Now, locals are wondering if Sweden has done any better than its European neighbors in assimilating its immigrant population, especially as administrations in the past two decades have been slowly dismantling the cradle-to-grave welfare benefits. That has led to rising income inequality that has hit the young and immigrants the hardest with unemployment running at 7% for the general population, and 16% among residents of foreign origin.
Economic inequality poses a problem not only in Sweden but elsewhere. While rioting is a useless exercise in unrestrained freedom—accomplishing little than destroying the neighborhoods in which the immigrants themselves reside—it does in the end raise both questions and awareness of problems that newcomers to an old, existing culture face.
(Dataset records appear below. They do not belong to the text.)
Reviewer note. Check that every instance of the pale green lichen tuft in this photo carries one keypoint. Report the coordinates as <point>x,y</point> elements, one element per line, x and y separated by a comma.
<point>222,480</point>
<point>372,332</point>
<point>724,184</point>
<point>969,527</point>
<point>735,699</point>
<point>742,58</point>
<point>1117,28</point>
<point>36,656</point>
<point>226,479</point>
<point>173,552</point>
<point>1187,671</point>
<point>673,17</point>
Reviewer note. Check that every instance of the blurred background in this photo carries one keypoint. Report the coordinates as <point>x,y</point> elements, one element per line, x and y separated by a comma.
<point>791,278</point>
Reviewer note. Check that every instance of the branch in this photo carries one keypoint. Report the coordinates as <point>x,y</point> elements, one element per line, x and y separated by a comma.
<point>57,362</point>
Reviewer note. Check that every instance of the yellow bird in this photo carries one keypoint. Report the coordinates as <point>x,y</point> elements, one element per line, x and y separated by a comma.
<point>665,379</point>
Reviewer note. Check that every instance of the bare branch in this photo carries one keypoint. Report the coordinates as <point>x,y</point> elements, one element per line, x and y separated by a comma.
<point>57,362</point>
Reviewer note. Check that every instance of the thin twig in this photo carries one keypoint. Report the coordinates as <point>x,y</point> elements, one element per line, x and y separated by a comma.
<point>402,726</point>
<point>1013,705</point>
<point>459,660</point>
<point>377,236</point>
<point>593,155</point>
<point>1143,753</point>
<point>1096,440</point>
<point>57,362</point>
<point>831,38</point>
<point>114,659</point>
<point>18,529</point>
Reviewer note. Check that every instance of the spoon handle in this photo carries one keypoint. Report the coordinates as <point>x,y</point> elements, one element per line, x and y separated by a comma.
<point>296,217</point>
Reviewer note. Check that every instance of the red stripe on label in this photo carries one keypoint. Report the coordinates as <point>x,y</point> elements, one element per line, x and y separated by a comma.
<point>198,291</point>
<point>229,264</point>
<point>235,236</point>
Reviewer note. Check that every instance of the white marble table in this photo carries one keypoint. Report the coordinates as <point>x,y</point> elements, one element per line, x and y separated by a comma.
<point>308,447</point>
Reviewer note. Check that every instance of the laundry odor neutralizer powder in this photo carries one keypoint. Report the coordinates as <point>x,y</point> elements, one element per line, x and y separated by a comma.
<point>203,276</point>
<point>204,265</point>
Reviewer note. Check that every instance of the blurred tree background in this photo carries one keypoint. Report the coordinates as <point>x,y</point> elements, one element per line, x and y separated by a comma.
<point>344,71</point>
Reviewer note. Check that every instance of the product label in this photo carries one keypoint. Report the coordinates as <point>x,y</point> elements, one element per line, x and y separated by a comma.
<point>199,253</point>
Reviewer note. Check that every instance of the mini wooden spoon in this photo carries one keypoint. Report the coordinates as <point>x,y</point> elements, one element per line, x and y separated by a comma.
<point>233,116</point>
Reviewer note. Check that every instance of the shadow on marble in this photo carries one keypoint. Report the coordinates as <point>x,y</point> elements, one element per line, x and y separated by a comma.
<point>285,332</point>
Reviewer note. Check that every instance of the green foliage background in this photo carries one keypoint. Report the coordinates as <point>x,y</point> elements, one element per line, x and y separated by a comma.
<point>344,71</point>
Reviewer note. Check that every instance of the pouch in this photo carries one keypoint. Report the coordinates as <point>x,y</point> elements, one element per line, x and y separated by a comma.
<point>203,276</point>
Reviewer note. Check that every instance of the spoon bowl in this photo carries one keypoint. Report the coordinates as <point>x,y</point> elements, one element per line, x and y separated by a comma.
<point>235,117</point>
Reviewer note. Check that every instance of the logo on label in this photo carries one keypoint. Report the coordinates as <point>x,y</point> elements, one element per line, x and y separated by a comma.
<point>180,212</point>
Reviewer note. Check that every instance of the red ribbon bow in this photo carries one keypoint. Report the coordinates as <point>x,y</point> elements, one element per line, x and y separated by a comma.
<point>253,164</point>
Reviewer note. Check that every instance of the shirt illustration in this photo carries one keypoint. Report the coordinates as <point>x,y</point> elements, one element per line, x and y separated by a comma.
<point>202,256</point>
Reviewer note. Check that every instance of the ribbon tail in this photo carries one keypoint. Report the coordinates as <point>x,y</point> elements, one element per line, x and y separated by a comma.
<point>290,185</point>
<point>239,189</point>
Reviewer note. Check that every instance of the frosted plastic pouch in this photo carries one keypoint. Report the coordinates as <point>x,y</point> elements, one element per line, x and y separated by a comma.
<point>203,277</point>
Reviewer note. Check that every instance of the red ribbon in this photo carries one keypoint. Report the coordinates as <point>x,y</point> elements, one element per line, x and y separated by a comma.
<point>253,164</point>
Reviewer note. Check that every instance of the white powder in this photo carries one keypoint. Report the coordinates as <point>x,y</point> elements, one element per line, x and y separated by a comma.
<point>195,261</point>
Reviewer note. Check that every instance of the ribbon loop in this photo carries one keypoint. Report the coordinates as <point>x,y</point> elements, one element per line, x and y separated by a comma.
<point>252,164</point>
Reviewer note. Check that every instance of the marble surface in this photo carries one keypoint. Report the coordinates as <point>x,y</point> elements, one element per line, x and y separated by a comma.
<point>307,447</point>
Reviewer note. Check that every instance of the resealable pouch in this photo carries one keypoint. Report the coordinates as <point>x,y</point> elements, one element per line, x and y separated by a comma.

That the unemployment rate for newcomers is double that of the general population is an important number, and it ought not be dismissed out of hand. Whether it’s discrimination or a lack of skills and education, such areas need be looked at more carefully by the government. Social peace is closely linked to employment, since employed persons generally want to keep working and ensuring the stability of social, political and economic infrastructures. The short answer to the problem in Sweden and elsewhere in Europe and North America are jobs, and preferably well-paying and satisfying ones.